Als Ben die Führung übernahm, hatte er bereits seinen eigenen Rhythmus gefunden. Und während die von seiner Cheetah 2 Ultra aufgezeichnete Anstrengung immer konstanter wurde, wuchs der Abstand zu seinen Verfolgern kontinuierlich weiter.

Selbst jenseits der 100-Kilometer-Marke verwaltete Ben seinen Vorsprung nicht einfach nur: Er baute ihn weiter aus. Es gab keinen einzelnen entscheidenden Antritt; der Vorsprung wuchs über Stunden konstanten Laufens. Keine einzelne Zahl erklärt eine solche Leistung für sich allein. Doch zusammengenommen zeigen die Daten und der Rennverlauf, wie Ben vorging: Er setzte sich früh an die Spitze, ohne so zu laufen, als wäre das Ziel schon nah. Mit noch mehr als 130 Kilometern vor sich fand er sein Tempo, vertraute diesem und zog immer weiter davon.

Zurück in Chamonix

Wenige Tage zuvor hatte Ben die UTMB als seine „Abschlussprüfung" bezeichnet. Es war sein viertes Jahr bei diesem Rennen, das er als Höhepunkt all dessen sah, was ihn die drei vorangegangenen Anläufe gelehrt hatten. Achtzehn Stunden, sechzehn Minuten und 29 Sekunden nachdem er Chamonix verlassen hatte, hatte er seine Antwort.

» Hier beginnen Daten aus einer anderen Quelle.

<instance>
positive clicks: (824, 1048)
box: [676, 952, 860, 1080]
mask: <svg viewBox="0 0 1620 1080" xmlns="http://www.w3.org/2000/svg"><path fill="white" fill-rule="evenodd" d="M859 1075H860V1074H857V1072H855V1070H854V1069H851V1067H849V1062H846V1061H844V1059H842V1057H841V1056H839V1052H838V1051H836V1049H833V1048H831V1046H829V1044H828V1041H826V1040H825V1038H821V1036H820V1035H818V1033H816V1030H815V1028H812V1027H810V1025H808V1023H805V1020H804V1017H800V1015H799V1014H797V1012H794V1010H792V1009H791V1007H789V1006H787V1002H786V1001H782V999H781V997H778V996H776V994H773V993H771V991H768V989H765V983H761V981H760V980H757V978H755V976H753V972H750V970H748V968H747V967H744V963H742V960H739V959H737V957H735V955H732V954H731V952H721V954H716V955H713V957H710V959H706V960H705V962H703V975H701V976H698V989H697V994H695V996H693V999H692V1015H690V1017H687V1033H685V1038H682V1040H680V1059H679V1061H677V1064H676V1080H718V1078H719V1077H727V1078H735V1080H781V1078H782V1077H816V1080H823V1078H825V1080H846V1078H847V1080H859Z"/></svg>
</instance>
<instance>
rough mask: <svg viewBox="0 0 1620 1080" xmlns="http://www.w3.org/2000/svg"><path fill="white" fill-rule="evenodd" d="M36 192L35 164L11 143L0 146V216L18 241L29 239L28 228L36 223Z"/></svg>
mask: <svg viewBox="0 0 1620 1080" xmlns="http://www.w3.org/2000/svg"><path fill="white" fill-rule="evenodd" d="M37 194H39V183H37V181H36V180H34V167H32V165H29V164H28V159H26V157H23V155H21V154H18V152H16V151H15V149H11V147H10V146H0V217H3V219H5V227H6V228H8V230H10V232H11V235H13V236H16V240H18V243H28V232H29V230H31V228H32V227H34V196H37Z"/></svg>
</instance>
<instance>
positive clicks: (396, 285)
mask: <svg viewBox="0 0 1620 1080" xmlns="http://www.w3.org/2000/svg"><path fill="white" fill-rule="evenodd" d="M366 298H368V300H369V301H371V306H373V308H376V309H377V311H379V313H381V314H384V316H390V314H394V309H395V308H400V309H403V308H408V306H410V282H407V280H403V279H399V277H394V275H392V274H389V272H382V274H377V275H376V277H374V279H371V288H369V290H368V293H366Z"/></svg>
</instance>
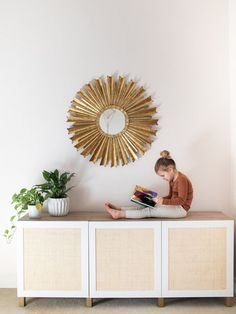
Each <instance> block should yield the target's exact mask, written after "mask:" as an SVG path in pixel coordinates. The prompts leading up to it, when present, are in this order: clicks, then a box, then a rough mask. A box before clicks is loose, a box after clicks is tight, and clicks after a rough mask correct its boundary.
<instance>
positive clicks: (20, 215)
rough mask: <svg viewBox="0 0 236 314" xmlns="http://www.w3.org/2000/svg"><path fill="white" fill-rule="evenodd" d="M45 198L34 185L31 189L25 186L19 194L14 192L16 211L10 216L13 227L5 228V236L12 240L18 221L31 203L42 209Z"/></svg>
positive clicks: (41, 193)
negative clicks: (34, 186) (25, 186)
mask: <svg viewBox="0 0 236 314" xmlns="http://www.w3.org/2000/svg"><path fill="white" fill-rule="evenodd" d="M44 200H45V198H44V196H43V195H42V193H41V192H40V191H38V190H37V188H36V187H32V188H31V189H30V190H28V189H26V188H23V189H21V190H20V192H19V193H18V194H17V193H15V194H13V196H12V202H11V204H15V206H14V209H15V213H14V215H13V216H11V218H10V223H11V227H10V228H9V229H6V230H4V233H3V236H4V237H6V239H7V240H8V241H9V242H10V241H11V240H12V238H13V235H14V233H15V231H16V225H15V223H16V221H17V220H19V219H20V218H21V217H22V216H23V215H24V214H25V212H26V211H27V210H28V206H29V205H35V207H36V208H37V209H38V210H41V209H42V206H43V202H44Z"/></svg>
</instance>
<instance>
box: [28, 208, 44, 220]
mask: <svg viewBox="0 0 236 314" xmlns="http://www.w3.org/2000/svg"><path fill="white" fill-rule="evenodd" d="M28 214H29V217H30V218H41V211H40V210H38V209H37V208H36V207H35V205H28Z"/></svg>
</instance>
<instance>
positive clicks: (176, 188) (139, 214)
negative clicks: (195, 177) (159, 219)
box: [105, 150, 193, 219]
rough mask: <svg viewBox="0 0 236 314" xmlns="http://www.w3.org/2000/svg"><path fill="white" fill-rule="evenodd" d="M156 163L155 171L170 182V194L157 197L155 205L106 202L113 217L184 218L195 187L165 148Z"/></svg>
mask: <svg viewBox="0 0 236 314" xmlns="http://www.w3.org/2000/svg"><path fill="white" fill-rule="evenodd" d="M160 155H161V158H159V159H158V160H157V162H156V164H155V172H156V173H157V175H159V176H160V177H162V178H163V179H164V180H166V181H168V182H169V188H170V190H169V195H168V196H165V197H156V198H154V199H153V200H154V201H155V202H156V203H157V204H156V206H155V208H153V207H141V208H138V207H120V208H119V207H116V206H114V205H113V204H111V203H106V204H105V208H106V210H107V212H108V213H109V214H110V215H111V216H112V218H113V219H119V218H135V219H137V218H146V217H161V218H182V217H185V216H186V215H187V213H188V210H189V209H190V206H191V203H192V199H193V188H192V184H191V182H190V180H189V179H188V178H187V176H186V175H184V174H183V173H181V172H180V171H178V170H177V169H176V165H175V162H174V160H173V159H172V157H171V156H170V153H169V152H168V151H167V150H163V151H162V152H161V153H160Z"/></svg>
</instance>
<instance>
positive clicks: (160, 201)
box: [153, 196, 163, 205]
mask: <svg viewBox="0 0 236 314" xmlns="http://www.w3.org/2000/svg"><path fill="white" fill-rule="evenodd" d="M153 200H154V202H156V203H157V204H159V205H162V204H163V197H161V196H158V197H154V198H153Z"/></svg>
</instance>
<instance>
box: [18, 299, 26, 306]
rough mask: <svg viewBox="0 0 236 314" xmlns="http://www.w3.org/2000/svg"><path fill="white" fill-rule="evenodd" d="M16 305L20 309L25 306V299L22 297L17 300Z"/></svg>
mask: <svg viewBox="0 0 236 314" xmlns="http://www.w3.org/2000/svg"><path fill="white" fill-rule="evenodd" d="M18 305H19V306H20V307H23V306H25V305H26V298H24V297H22V298H18Z"/></svg>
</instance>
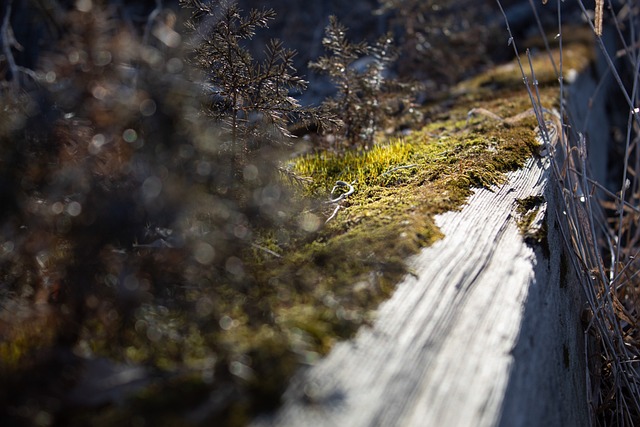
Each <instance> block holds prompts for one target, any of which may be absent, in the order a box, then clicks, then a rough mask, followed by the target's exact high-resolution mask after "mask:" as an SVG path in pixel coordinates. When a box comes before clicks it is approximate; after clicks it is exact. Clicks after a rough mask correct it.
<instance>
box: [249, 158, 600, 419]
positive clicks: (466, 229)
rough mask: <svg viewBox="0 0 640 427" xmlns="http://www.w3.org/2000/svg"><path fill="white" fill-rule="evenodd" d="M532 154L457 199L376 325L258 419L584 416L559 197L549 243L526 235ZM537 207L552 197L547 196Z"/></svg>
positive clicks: (537, 177) (462, 417)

Ben überquerte die Ziellinie in Chamonix nach 18:16:29 Stunden. Sein erster UTMB-Sieg und das bislang größte Ergebnis seiner Karriere.

Für Amazfit geht die Rolle als Trainingspartner weit über den Wettkampftag hinaus. Es geht darum, Technologie zu entwickeln, auf die sich Athletinnen und Athleten während des gesamten Trainings verlassen können – vom Verständnis über Trainingsbelastung und Regeneration bis zur Steuerung der Anstrengung über lange Tage im Gebirge. Ben nutzte die Cheetah 2 Ultra und das Helio Armband während des gesamten Prozesses und hatte so stets einen konsistenten Überblick über Training, Regeneration und Leistung auf dem Weg nach Chamonix.

Die Arbeit, die Entscheidungen und letztlich der Sieg gehören Ben – und wir könnten nicht stolzer sein, mitzuerleben, wie all das zusammenkam. Wir sind stolz darauf, ihn mit Technologie zu unterstützen, der er vertraut, sowohl im Training als auch im Rennen, und weiterhin die Produkte zu entwickeln, die Athletinnen und Athleten wie Ben dabei helfen, ihre Leistung besser zu verstehen, während sie ihre nächsten Ziele verfolgen.

Herzlichen Glückwunsch, Ben, zu einem unglaublichen Rennen und einem hart erarbeiteten Sieg in Chamonix. Wir sind stolz, Teil dieser Reise zu sein.